A janta está caprichada. Parece que a minha tia leu os meus pensamentos. Macarrão com atum. Eu adoro essa combinação. Não pude resistir ao pecado da gula. Repeti o prato e minha tia com um olhar tão carinhoso me fez sentir segura de novo. Minha cabeça está uma montanha-russa, digo em voz alta. “A gente vai passar por essa. Tivemos momentos ruins antes”. Minha tia histérica é sábia também. É verdade, tivemos momentos bem ruins. E olha só. Estamos eu e ela agora, juntas, chorando feito bobas, com uma panela de restos de macarrão com atum no meio do nosso silêncio.

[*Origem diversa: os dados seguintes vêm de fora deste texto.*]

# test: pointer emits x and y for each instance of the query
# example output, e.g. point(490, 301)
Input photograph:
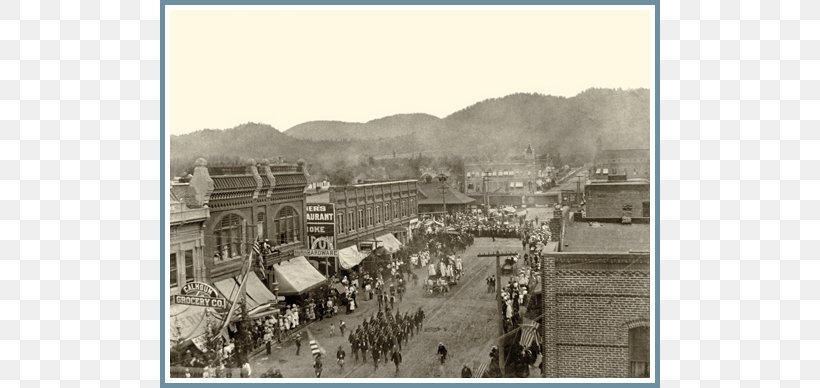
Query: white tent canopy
point(350, 257)
point(296, 276)
point(389, 242)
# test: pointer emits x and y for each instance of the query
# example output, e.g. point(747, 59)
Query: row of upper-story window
point(231, 241)
point(479, 174)
point(363, 216)
point(376, 196)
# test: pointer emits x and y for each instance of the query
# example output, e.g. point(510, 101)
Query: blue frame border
point(164, 193)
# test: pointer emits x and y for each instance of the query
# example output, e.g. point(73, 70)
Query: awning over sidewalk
point(389, 242)
point(189, 322)
point(296, 276)
point(259, 300)
point(350, 257)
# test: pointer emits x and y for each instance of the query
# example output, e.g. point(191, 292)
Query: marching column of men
point(382, 336)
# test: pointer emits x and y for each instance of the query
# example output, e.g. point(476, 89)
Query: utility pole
point(500, 304)
point(578, 192)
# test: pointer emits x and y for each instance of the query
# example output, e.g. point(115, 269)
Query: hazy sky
point(284, 67)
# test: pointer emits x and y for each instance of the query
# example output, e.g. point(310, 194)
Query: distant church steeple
point(529, 155)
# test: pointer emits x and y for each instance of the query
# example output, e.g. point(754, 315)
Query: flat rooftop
point(605, 237)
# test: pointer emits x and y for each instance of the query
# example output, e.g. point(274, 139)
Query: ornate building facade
point(258, 200)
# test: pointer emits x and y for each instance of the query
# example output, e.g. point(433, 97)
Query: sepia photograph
point(410, 192)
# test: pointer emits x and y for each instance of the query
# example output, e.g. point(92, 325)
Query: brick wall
point(594, 301)
point(591, 362)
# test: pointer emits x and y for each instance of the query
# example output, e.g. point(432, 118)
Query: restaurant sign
point(199, 294)
point(321, 230)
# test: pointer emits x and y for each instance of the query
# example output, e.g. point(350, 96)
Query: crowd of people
point(382, 336)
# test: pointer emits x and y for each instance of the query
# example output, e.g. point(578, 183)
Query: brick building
point(597, 315)
point(258, 200)
point(187, 243)
point(597, 300)
point(370, 214)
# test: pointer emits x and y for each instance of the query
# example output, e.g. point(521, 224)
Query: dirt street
point(463, 319)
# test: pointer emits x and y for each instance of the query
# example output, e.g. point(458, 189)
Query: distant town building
point(510, 183)
point(436, 196)
point(622, 164)
point(626, 201)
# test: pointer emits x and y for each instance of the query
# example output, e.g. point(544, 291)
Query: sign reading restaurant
point(321, 230)
point(199, 294)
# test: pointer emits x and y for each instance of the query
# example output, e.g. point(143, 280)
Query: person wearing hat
point(340, 357)
point(317, 364)
point(396, 357)
point(442, 352)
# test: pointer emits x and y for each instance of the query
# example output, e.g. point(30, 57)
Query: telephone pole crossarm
point(501, 350)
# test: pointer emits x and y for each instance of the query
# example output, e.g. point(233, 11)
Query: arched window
point(261, 226)
point(287, 226)
point(229, 236)
point(639, 351)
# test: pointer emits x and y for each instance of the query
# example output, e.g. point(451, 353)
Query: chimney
point(201, 182)
point(251, 169)
point(267, 172)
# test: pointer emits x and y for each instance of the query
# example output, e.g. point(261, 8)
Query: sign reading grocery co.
point(199, 294)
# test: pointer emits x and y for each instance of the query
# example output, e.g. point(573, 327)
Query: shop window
point(261, 228)
point(174, 275)
point(288, 228)
point(229, 237)
point(189, 266)
point(639, 352)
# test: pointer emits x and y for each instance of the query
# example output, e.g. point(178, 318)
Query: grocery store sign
point(199, 294)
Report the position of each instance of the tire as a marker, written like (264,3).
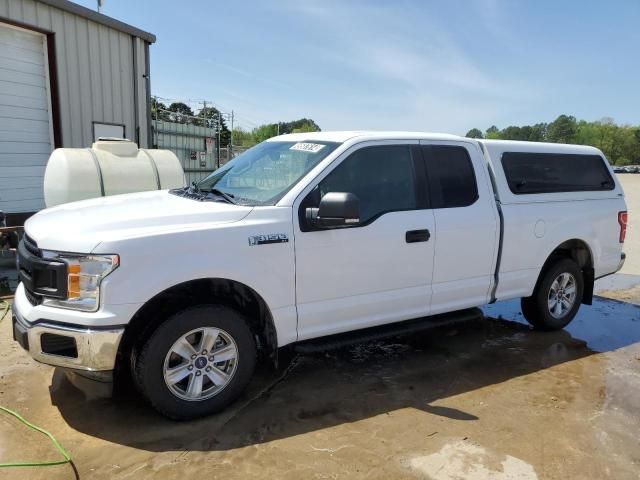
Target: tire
(170,381)
(544,309)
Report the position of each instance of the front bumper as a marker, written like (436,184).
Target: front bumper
(69,346)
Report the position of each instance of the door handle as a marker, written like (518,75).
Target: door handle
(415,236)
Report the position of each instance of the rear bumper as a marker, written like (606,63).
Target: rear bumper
(69,346)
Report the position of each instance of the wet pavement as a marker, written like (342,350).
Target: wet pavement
(489,398)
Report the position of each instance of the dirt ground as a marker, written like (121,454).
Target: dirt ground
(485,399)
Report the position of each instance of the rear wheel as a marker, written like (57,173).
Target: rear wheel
(557,297)
(197,362)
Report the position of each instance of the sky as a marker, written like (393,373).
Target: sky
(437,65)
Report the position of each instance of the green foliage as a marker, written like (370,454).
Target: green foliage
(620,143)
(212,118)
(474,133)
(492,133)
(243,138)
(299,126)
(563,129)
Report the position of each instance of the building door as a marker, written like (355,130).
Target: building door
(26,135)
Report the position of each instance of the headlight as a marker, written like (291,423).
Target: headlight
(84,275)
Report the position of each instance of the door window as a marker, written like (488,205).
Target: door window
(452,179)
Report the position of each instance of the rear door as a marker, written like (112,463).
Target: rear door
(466,221)
(380,270)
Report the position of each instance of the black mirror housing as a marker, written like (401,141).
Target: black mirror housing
(337,209)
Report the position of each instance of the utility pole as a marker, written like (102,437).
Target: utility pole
(231,141)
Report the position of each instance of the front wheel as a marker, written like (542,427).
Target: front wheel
(197,362)
(557,297)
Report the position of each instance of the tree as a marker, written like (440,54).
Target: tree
(243,138)
(492,132)
(264,132)
(474,133)
(158,110)
(563,129)
(298,126)
(538,133)
(181,112)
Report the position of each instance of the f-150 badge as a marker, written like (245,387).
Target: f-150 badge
(268,238)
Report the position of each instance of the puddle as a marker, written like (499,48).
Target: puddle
(606,325)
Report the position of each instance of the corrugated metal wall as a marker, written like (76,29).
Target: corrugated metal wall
(95,67)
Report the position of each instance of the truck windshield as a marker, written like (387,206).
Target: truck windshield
(263,174)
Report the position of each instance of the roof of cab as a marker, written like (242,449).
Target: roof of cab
(343,136)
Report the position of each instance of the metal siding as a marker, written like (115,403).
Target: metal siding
(96,82)
(25,135)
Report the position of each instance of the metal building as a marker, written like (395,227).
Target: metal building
(67,76)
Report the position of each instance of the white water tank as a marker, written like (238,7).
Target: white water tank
(109,167)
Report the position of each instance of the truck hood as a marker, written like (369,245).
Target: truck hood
(82,226)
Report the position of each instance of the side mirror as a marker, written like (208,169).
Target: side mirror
(337,209)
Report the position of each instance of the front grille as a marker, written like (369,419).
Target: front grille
(40,276)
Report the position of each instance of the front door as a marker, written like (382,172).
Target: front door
(378,271)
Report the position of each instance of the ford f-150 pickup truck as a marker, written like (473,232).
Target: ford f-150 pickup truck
(310,236)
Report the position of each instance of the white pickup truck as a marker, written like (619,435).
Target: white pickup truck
(304,238)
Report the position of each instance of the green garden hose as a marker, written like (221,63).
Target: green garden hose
(67,457)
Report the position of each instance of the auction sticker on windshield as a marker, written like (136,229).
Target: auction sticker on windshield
(308,147)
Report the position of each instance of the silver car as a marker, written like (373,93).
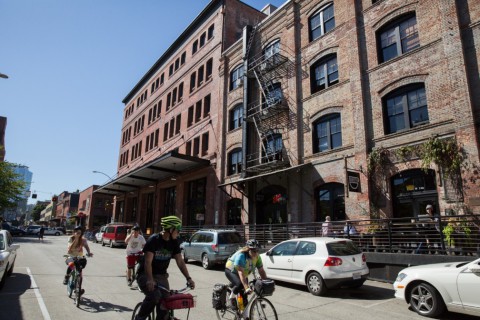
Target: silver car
(211,246)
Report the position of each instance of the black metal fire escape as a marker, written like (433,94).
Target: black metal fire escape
(269,115)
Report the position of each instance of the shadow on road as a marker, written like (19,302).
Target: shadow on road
(92,306)
(16,285)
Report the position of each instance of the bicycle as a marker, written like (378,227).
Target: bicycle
(74,284)
(257,308)
(177,299)
(137,256)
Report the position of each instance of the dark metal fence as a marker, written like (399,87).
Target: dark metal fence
(446,235)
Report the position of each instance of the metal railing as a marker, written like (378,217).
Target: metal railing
(447,235)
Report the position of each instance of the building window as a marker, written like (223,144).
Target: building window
(327,133)
(321,22)
(330,199)
(398,38)
(209,68)
(194,47)
(324,73)
(272,49)
(273,148)
(406,108)
(235,161)
(236,117)
(236,76)
(170,200)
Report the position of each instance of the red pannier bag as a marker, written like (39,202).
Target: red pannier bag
(179,301)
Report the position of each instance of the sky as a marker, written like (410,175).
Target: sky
(69,66)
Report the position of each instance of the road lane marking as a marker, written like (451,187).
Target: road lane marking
(41,303)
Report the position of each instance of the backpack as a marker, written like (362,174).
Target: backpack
(219,296)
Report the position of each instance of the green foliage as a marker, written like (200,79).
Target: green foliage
(11,186)
(444,152)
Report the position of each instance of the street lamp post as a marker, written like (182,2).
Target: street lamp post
(106,175)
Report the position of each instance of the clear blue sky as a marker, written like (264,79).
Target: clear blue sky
(70,64)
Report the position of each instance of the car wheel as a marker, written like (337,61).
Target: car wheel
(184,256)
(426,301)
(315,284)
(206,262)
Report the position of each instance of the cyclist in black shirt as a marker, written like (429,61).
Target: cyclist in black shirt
(159,250)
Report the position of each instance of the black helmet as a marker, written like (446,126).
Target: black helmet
(253,244)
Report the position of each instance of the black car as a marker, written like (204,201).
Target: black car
(14,231)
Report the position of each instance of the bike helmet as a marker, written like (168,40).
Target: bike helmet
(253,244)
(169,222)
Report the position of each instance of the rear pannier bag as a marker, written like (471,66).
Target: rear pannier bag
(264,287)
(219,296)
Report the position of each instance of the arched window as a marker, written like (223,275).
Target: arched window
(236,117)
(398,37)
(234,211)
(236,76)
(327,133)
(324,73)
(405,108)
(235,161)
(321,22)
(330,199)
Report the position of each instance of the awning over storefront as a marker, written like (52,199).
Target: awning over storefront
(237,181)
(167,166)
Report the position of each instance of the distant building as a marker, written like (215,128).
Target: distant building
(97,207)
(3,126)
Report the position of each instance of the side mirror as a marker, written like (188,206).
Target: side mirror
(475,268)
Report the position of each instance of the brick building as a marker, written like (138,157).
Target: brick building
(171,133)
(321,108)
(339,106)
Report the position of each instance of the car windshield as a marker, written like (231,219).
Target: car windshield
(229,237)
(342,248)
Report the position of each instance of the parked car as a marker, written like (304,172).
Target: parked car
(115,235)
(99,234)
(431,289)
(52,231)
(211,246)
(8,253)
(320,263)
(33,229)
(14,231)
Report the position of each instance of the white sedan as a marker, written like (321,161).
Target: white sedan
(432,288)
(320,263)
(8,253)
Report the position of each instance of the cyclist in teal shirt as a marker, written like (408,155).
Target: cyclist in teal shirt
(241,264)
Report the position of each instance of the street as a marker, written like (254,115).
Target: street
(35,290)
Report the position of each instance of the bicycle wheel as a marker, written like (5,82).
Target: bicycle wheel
(78,291)
(137,309)
(71,284)
(262,309)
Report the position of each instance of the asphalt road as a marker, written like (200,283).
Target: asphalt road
(35,291)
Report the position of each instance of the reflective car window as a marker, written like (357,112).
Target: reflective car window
(306,248)
(284,249)
(342,248)
(229,237)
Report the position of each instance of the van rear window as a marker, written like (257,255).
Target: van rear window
(342,248)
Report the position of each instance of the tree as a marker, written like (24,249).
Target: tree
(37,210)
(11,186)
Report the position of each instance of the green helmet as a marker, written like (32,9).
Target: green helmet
(169,222)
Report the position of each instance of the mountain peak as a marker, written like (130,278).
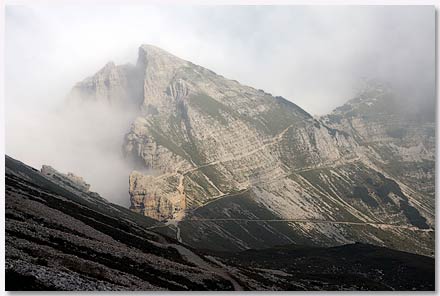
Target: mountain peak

Sempre tive muita desconfiança desse negócio de diário. Na verdade, não tenho paciência de ficar escrevendo. Não gosto. O Rafael, professor de História, me enche o saco por causa disso. Fazer o quê? Não gosto e ponto final. Mas foi fácil começar a escrever o que vai aqui dentro do meu coração. Minha alma está falando…Ohhhhhh, estou ficando brega também. Esse ano tem sido meio maluco. Falando no Rafael, parece que ele se livrou da namorada gorda. Parece mentira, mas ele era outro homem hoje na sala de aula. Sem sacanagem, foi a primeira vez na minha vida que tive interesse em prestar atenção numa aula de história. O cara detonou. Veio com umas fotos, botou uns sons indígenas, contou umas historiazinhas de fantasmas. Caramba, esses 50 minutos valeram por todo um ano de enrolação.

Queria tirar esse peso das costas como o Rafael fez. Vou dormir. Amanhã tenho prova e não estudei nada. Estou cansada. Como vai ser quando eu tiver que tomar o remédio? Queria acreditar que vou sair dessa…queria mesmo. Bom, só tive um dia ruim… A sorte muda, dizia o meu pai…Safado. Quando penso nele e no que fez com a gente. Minha tia diz que eu sou muito nova para ter tanto ódio por alguém. Não consigo evitar…

“Luka, pelo amor de Deus, vai dormir!!!!!!! Estudou pra prova?? Escovou os dentes???? Menina, você não toma jeito! Vai ser criança até quando?…”

“Para sempre”… pensei em gritar do outro lado da porta. Mas não disse nada.